La narration alternée nous fait découvrir les aventures d’Isis Mukeba (Immaculée-Sissy, de son petit prénom… véridique !) et d’Orion Parker. Si le second est le fils du multimilliardaire qui a mis sur pieds le projet NEP, la première survit avec ses parents au sein du bidonville flottant, et fréquente l’école dans l’espoir d’un avenir meilleur.
La société que l’on découvre a donc toutes les caractéristiques d’une dystopie, opposant les riches (très très riches) aux pauvres (très très pauvres, dans leur cas, et surnommés les Gris).

Et c’est grâce à un TP social qu’Isis va pouvoir ouvrir les yeux de nantis d’Orion, en lui faisant découvrir les réalités de son bidonville et en lui montrant que les Gris ont de la ressource à revendre – contrairement à ce que pensent les élites. Et ce qui est intéressant, c’est que l’on voit évoluer le jeune homme (contrairement à sa peste de camarade Miranda), tout comme Isis, qui cesse de penser que tous les riches sont à jeter. Leur découverte progressive des rouages de leur univers est l’occasion d’évoquer l’écologie (la Terre a été irrémédiablement abîmée par des générations d’humains peu scrupuleux) : partage des ressources, techniques d’agriculture novatrices (comme l’aquaponie et la permaculture), gestion durable des stocks et ressources, le panorama est large et c’est vraiment passionnant.

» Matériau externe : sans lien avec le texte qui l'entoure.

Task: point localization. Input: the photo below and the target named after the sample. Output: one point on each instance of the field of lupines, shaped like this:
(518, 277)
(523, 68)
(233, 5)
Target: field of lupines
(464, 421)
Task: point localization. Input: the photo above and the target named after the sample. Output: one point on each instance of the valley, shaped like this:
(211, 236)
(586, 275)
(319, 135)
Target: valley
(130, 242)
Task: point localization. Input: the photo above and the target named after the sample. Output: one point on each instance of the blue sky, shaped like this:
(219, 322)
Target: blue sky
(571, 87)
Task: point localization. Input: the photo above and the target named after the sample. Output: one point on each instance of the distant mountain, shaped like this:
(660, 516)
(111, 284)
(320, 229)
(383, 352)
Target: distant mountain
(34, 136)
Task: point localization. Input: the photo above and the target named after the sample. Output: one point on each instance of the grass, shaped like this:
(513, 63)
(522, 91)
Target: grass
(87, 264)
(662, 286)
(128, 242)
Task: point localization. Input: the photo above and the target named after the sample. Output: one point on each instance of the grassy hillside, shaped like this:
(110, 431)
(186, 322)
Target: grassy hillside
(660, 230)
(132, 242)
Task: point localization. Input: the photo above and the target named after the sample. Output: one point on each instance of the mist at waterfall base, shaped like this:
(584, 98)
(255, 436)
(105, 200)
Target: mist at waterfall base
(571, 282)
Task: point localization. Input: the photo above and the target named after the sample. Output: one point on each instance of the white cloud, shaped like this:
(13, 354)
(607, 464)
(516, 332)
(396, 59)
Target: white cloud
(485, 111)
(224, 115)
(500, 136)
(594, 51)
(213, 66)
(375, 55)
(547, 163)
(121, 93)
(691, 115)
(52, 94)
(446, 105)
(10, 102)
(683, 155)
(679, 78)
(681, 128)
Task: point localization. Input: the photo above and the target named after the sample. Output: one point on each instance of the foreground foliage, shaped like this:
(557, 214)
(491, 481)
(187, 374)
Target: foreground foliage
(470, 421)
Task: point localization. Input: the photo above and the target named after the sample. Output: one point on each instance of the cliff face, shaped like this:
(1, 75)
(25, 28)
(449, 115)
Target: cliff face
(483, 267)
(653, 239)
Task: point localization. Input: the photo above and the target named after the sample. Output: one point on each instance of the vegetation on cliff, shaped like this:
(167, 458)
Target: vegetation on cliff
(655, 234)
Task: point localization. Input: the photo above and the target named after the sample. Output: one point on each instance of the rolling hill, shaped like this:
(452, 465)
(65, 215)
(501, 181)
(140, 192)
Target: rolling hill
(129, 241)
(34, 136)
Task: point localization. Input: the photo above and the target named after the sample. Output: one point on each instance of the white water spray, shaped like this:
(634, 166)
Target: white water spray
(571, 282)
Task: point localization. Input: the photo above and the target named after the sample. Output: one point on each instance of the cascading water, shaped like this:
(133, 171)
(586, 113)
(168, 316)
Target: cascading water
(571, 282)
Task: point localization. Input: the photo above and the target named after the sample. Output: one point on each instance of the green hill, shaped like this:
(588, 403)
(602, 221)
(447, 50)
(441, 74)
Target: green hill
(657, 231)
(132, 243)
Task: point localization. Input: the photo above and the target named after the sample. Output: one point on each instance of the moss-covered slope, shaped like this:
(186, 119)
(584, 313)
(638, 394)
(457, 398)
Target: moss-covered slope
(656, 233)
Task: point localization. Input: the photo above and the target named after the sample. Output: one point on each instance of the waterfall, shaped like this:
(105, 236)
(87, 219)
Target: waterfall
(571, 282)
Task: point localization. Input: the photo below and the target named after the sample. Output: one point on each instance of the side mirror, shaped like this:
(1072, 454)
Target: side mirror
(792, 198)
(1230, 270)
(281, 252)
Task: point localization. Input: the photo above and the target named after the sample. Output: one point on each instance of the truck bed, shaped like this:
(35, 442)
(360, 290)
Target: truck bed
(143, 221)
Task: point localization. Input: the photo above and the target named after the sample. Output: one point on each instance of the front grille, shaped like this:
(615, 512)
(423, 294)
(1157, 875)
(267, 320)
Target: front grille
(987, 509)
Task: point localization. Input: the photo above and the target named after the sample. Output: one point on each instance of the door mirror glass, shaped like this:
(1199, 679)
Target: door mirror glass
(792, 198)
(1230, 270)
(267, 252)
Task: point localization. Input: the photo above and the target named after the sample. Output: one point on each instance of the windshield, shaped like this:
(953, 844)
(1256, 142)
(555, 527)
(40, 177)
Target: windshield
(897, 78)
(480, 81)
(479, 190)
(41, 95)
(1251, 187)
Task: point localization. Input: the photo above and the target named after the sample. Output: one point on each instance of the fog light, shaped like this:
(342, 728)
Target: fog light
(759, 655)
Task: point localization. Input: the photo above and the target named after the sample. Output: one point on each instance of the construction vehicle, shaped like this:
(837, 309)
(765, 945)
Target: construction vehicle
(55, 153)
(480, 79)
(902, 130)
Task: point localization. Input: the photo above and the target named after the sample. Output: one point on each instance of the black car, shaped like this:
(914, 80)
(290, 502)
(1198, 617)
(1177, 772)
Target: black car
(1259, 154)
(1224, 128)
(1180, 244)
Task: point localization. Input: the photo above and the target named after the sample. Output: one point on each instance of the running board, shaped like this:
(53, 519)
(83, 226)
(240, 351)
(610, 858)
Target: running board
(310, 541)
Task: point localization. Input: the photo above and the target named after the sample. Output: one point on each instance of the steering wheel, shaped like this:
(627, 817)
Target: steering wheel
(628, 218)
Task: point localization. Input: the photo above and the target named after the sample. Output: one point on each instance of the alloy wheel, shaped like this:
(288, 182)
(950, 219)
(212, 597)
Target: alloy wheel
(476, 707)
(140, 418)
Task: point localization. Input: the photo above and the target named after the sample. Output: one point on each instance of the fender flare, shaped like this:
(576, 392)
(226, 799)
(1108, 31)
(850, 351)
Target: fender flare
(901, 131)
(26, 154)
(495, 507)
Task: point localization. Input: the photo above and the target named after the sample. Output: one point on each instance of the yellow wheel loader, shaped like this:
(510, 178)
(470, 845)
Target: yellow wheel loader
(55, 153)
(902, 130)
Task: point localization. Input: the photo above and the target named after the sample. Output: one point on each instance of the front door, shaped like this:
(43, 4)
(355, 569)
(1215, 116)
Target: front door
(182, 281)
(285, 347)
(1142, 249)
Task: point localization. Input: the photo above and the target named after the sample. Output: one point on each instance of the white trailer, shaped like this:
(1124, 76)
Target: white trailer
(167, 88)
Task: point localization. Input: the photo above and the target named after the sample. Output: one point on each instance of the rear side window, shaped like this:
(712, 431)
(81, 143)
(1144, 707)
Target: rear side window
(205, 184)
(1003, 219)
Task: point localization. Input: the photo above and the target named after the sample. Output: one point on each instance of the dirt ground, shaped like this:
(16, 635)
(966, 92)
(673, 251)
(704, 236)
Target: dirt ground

Autre point qui fait que l’on lit sans s’arrêter : la tension du récit. Le rythme se tient d’un bout à l’autre et, lorsque l’on pense que l’intrigue principale est résolue, un rebondissement vient relancer la tension. D’ailleurs, à partir de ce second élément perturbateur, le roman prend des accents de polar aussi réussis qu’efficaces.

En somme, New Earth Project est un roman de science-fiction très court, mais hautement efficace. L’intrigue, en plus d’être prenante, évoque des sujets d’importance : inégalités sociales (et pire si affinités), écologie, protection de l’environnement, le tout venant nourrir l’intrigue, sans imposer de discours se voulant bien-pensant ou moralisateur. Résultat ? Un roman palpitant qui se dévore littéralement !

New Earth Project, David Moitet. Didier Jeunesse, février 2017, 217 p.

Tout ce qui brille, Anna Godbersen.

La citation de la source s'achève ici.